8. Der aber gleichzeitig dadurch jeglicher Begriff der "Wissenslücke" abgehen wird. Was sollte das noch sein, eine "Wissenslücke", also jenseits eines kanonisierten Allgemeinwissens, in einer Zeit, in der jeder noch so kleine Teildiskurs jeden Tag seine unlesbar vielen Neuigkeiten auf den Markt schmeißen wird. Was man nicht wuppen kann, wird auch nicht verlangt werden. Oder kennt hier jemand alle deutschsprachigen Websites? Alle deuschsprachigen Websites zum Thema Musik? Alle zum Thema Hiphop? Nein? Wie uncool!?
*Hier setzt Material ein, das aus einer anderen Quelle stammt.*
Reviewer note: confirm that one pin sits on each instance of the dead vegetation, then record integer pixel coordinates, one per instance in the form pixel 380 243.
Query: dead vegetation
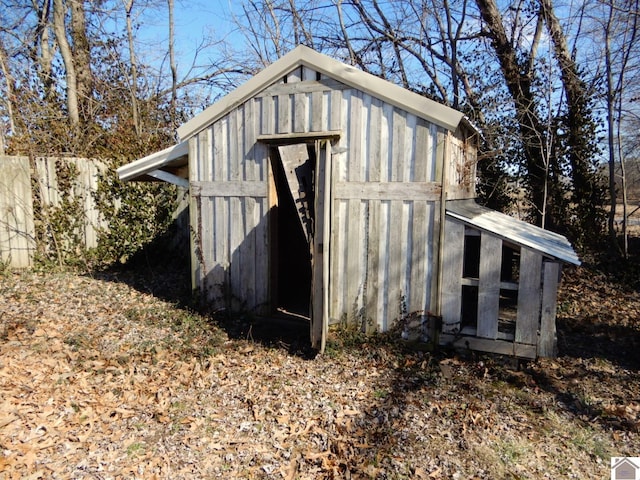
pixel 102 379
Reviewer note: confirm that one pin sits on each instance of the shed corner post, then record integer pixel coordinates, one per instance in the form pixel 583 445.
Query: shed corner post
pixel 442 163
pixel 547 341
pixel 194 215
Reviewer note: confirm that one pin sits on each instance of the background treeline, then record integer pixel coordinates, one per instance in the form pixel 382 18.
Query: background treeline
pixel 552 85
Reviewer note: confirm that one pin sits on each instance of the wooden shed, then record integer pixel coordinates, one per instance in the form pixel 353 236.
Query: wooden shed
pixel 320 190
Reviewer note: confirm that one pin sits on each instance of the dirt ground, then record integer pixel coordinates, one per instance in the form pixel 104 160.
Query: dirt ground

Du kennt den neusten Trend nicht? Welchen denn jetzt von den 234, die alleine heute aufgeploppt sind? E.G.A.L! Weil

9. Das große Egal der Weltanschauung wird indes ersetzt durch die eigene Stimme. Es wird sich eine Repolitisierung ereignen, die aber nichts mehr gemein hat mit der Politik, wie wir sie kennen. Es wird eine politische Generation entstehen, die jenseits der üblichen Labels agiert, die sich nicht organisiert und sich nicht in Gruppen fasst, solange es nicht nötig ist. Sie wird "das Wählengehen" vielleicht nicht mal mehr verstehen. Politisierung der Stimme, jeder ist ein Redenschreiber. Keiner folgt irgendwem. Aber es wird heftig diskutiert werden. Und dabei wird alles möglich sein: Rassistische Einwanderungsbefürworter, ökologische Wirtschaftsfanatiker, totalitäre Anarchisten. Es ist eine Frage der Zeit, wann das politische System sich dem fügen wird müssen. Aber eines wird es nie wieder geben: Eine "Bewegung", weshalb

10. sich auch nichts mehr von hier nach dort, von links nach rechts, von jung nach alt, von whatever bewegen wird, wie es noch jede Jugendkultur gemacht hat, denn es wird nichtmal eine Jugendkultur gewesen sein. Diese Entwicklung wird alles und nichts umfasst haben, wie man schon heute sieht. Es gibt keinerlei Homogenität, nicht politisch, nicht sozial, nicht mal wirklich altersstrukturell. Und selbst wenn, jede Homogenität wird ausgelöscht werden, früher oder später. Zersetzt in seine Einzelnen Fädchen. Nach der Popkultur kommt keine Kultur mehr, die den Namen verdient. Vielleicht ist es das: Mehr noch das Ende der Kultur an sich, als das der Popkultur.